Lado a lado, os dois pesquisaram nos bancos de dados, inclusive das civis do Brasil inteiro. Omar olhou uma coisa que o espantou.

– Olha, este deputado esteve envolvido em algum escândalo no Rio e justamente em relação ao complexo da Maré. Algo relacionado a drogas.

– O que tem o complexo da maré a ver com isso?

– Foi de lá que os assassinos da Angélica vieram. Eu, quatro colegas e o esquadrão negro do Rio entramos lá e matamos todos, mas fiz o chefe abrir o bico. Foi a primeira vez que ouvi falar do Cobra depois de o ter morto. Estou achando que ela não foi morta em um simples arrastão e sim por algum outro motivo.

– Vou ver se levanto mais a respeito e correlaciono favelas do Rio.

– Ok, Diabinha. – Omar sorriu da sua careta. – Eu vou preparar a minha ação desta noite para pegar o assassino.

– Irei à tua casa ao anoitecer e te darei apoio – disse a delegada, determinada. – Apesar de tudo, é bem melhor teres um suporte para as tuas costas.

– Excelente, será uma ótima ajuda – agradeceu. – Até mais.

– Não te preocupes com a tua filha, Omar, que destaquei o melhor e mais confiável agente que possuo. Da mesma forma que pões a mão no fogo pela tua tia e primo, eu ponho por ele.

– Obrigado – disse Omar, despedindo-se. Sabia que podia confiar na nova Diabinha, especialmente porque era tão severa que o homem escolhido devia realmente ser muito bom.

― ☼ ―

Chegou a casa e encontrou Júlia na sala, muito abatida e com marcas de choro. Assustado, aproximou-se dela e tentou abraçar a mulher, mas ela afastou-o.

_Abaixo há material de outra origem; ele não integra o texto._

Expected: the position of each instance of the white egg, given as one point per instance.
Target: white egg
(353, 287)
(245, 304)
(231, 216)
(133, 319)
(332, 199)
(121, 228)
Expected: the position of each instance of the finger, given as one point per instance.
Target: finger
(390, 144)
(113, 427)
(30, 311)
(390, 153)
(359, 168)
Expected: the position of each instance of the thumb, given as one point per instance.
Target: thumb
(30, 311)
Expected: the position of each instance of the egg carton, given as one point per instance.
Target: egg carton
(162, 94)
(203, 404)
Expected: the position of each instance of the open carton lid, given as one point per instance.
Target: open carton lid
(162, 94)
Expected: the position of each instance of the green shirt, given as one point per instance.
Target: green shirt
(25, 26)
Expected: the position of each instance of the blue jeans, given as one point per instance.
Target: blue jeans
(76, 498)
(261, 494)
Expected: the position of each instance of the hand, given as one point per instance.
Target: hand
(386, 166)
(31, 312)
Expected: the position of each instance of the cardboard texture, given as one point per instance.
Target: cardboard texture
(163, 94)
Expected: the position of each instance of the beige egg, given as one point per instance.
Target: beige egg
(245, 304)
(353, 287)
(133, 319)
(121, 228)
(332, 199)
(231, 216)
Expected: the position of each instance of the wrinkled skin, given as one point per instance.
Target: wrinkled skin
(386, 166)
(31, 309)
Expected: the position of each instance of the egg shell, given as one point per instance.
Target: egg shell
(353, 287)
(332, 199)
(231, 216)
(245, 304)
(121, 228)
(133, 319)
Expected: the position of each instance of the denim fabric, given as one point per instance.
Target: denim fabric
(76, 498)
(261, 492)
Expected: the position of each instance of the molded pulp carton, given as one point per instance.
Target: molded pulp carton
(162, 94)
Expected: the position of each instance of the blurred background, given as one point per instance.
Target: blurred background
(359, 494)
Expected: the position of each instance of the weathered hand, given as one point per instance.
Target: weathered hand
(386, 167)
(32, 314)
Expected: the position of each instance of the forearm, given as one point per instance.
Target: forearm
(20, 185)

– O que houve, meu amor? – perguntou-lhe sem entender nada.

– Será que realmente amadureceste com disseste, Omar? – perguntou em resposta, – Nem mesmo na nossa adolescência fazias isso.

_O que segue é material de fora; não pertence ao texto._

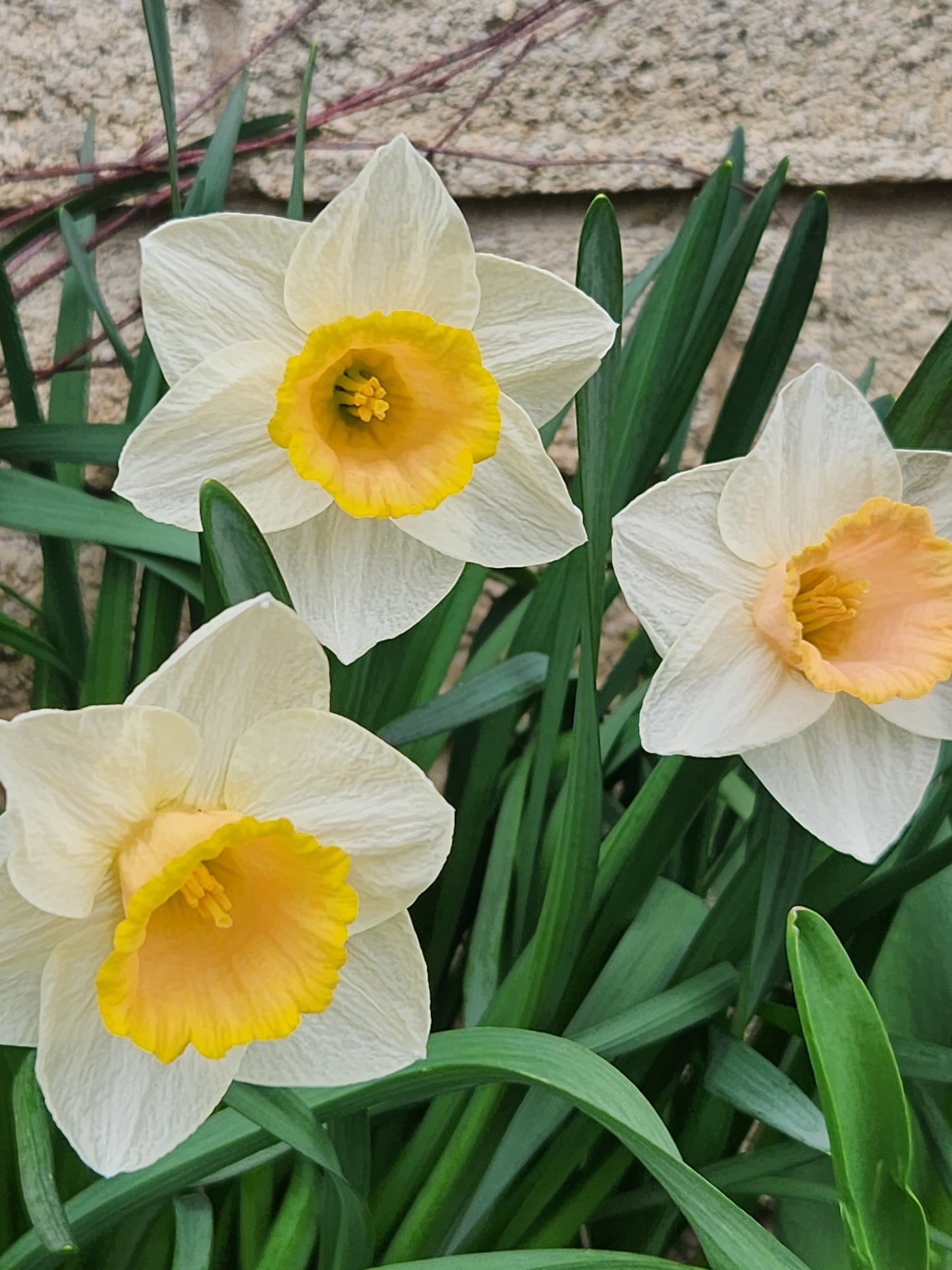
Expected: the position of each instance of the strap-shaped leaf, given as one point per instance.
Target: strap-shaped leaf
(501, 686)
(456, 1061)
(240, 559)
(34, 1156)
(41, 505)
(861, 1093)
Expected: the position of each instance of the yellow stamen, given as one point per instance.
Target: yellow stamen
(205, 893)
(361, 397)
(824, 598)
(229, 937)
(389, 413)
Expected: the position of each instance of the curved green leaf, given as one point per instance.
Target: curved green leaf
(34, 1156)
(504, 685)
(773, 335)
(194, 1230)
(40, 505)
(240, 559)
(862, 1099)
(456, 1061)
(546, 1259)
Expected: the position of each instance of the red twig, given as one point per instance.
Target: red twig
(211, 93)
(465, 116)
(67, 361)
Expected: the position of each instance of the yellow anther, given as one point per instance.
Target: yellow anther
(826, 598)
(361, 397)
(205, 893)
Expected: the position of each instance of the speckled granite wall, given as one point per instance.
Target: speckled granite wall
(858, 96)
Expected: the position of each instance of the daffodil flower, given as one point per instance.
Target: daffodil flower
(802, 601)
(371, 388)
(210, 882)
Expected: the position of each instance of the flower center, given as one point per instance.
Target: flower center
(389, 413)
(363, 398)
(867, 611)
(204, 892)
(824, 598)
(234, 929)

– Escuta, Jú – pediu ele. – A menos que me digas o que é, não saberei te responder nada.

– Negas que disseste queias paquerar a Michaela e que eu tinha mudado e não valia mais a pena? – perguntou, fungando. – Eu encontrei Baltasar na rua e ele me disse isso, e pior, ele tento me passar uma cantada.

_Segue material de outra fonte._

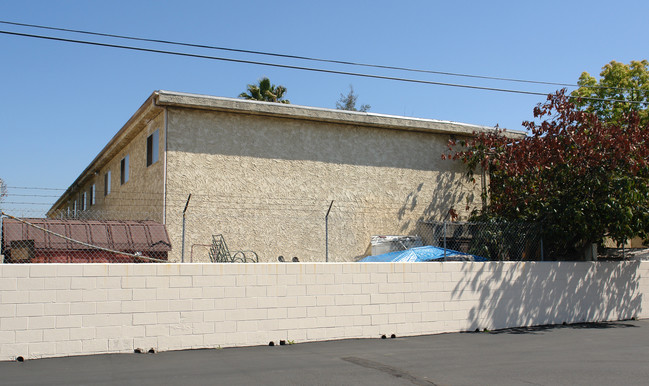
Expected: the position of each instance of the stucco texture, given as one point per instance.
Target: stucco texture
(266, 183)
(141, 198)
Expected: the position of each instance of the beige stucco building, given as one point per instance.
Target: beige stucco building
(264, 175)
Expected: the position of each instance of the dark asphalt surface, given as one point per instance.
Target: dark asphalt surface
(582, 354)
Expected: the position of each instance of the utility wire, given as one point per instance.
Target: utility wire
(32, 188)
(408, 80)
(194, 45)
(285, 55)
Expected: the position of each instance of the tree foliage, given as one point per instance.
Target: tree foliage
(618, 81)
(581, 177)
(348, 102)
(265, 91)
(3, 190)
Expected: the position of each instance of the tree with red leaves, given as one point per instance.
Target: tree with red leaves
(582, 178)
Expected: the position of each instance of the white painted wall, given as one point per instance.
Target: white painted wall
(51, 310)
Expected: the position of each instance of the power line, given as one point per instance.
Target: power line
(33, 188)
(408, 80)
(288, 56)
(184, 44)
(185, 54)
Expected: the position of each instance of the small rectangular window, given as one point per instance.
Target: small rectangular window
(123, 178)
(107, 183)
(92, 194)
(152, 148)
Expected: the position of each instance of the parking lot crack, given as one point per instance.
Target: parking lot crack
(395, 372)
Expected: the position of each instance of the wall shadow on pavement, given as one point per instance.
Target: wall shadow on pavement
(554, 327)
(549, 293)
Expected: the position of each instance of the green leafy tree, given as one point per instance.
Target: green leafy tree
(348, 102)
(618, 81)
(582, 178)
(3, 190)
(265, 91)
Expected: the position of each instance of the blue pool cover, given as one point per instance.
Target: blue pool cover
(426, 253)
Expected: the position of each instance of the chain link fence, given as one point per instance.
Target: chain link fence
(84, 237)
(253, 234)
(511, 241)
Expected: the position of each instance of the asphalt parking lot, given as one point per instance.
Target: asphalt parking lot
(580, 354)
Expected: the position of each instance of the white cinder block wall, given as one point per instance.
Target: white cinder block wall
(51, 310)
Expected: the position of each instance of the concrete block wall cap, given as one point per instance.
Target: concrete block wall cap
(179, 99)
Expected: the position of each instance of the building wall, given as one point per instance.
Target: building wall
(51, 310)
(138, 199)
(266, 184)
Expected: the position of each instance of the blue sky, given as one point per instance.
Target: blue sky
(60, 103)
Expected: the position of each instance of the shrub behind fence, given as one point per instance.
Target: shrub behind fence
(495, 241)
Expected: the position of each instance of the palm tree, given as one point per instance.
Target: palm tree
(265, 92)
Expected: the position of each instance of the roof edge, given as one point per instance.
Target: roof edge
(96, 163)
(206, 102)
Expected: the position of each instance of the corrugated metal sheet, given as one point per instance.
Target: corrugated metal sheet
(143, 236)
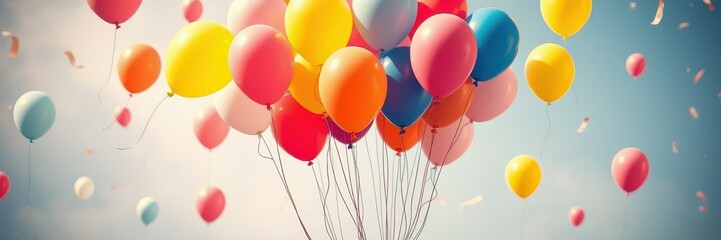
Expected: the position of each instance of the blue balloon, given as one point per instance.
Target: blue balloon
(497, 40)
(406, 100)
(384, 24)
(34, 114)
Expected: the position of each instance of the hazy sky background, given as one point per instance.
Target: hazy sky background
(171, 165)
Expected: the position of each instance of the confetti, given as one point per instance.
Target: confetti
(71, 58)
(659, 13)
(15, 44)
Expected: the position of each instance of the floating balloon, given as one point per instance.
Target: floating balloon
(523, 175)
(317, 28)
(147, 209)
(84, 188)
(497, 40)
(635, 65)
(449, 143)
(261, 63)
(299, 132)
(492, 98)
(566, 17)
(549, 72)
(630, 169)
(443, 53)
(406, 100)
(210, 129)
(210, 203)
(138, 67)
(352, 88)
(34, 114)
(234, 107)
(197, 59)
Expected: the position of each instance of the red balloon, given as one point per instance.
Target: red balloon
(299, 132)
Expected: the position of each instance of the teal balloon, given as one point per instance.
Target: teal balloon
(34, 114)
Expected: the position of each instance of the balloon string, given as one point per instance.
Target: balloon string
(146, 124)
(112, 62)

– À, isso – comentou, suspirando aliviado.

– À isso? – perguntou Júlia, zangada. – À isso? Que merda, Omar, e eu que pensei que nós íamos ter...

– Amor, me escuta um pouquinho, ok? – pediu ele, acalmando-a e segurando suavemente seus pulsos enquanto a puxava para si e acariciava seu rosto. – O fato de eu ter dito isso, não significa que seja verdade. Acabei de descobrir que ele é o provável assassino do Moacir e mais dois e fiz isso para que tu e Adriana não virassem alvo, entendeste?

– Sério? – perguntou ela, mais aliviada.

– Claro, amor. – Omar abraçou-a e sorriu. – Eu tentei ligar te avisando, mas não atendeste e depois fiquei ocupado e esqueci. Assim ele vai pensar que vocês não têm valor para mim e vira-se para o outro lado. Caramba, princesa, bem sabes que sou louco por ti. Se eu aguentei todos estes anos sofrendo em silêncio, achas que justo agora ia largar o osso?

– Ai, Omar. – Júlia beijou-o e apertou-o contra si. – Eu vi a chamada perdida as só depois que o estrago foi feito. Tenho tanto medo de te perder, de acordar e descobrir que meu pesadelo ainda não acabou e tu estás longe.

– Não estou longe, Jú, estou bem aqui, eu te prometo.

― ☼ ―

Esclarecidas as coisas, o assunto foi esquecido e felizmente a filha não presenciou a pequena crise. À noite, jantaram tranquilamente e ele preparou-se novamente.

– O que vais fazer, pai? – perguntou Adriana, um pouco assustada ao ver o delegado envergar as roupas que mais pareciam de um ninja dos filmes da TV.

– Vou pegar o assassino do Moacir e mais dois. Já o descobri e, em breve, tudo vai acabar, meu anjo.

– Pelo amor de Deus, pai, te cuda, tá? – A garota atirou-se aos seus braços. – Não vou suportar te perder...

– Ora, filhinha, viste como entrei e sai de uma favela fortemente armada, não viste? – O pai riu e afagou seus cabelos, falando suavemente. – Se aquilo foi fácil, imagina o que posso fazer com um só homem.

Pouco tempo depois, Michaela bateu à porta e ambos entraram no carro dela. Omar forneceu o endereço e ela estacionou do outro lado da rua, que era bastante escura devido à grande quantidade de árvores na calçada. Tão logo o delegado saiu do veículo, Michaela voltou a não o conseguir ver, por mais que se esforçasse.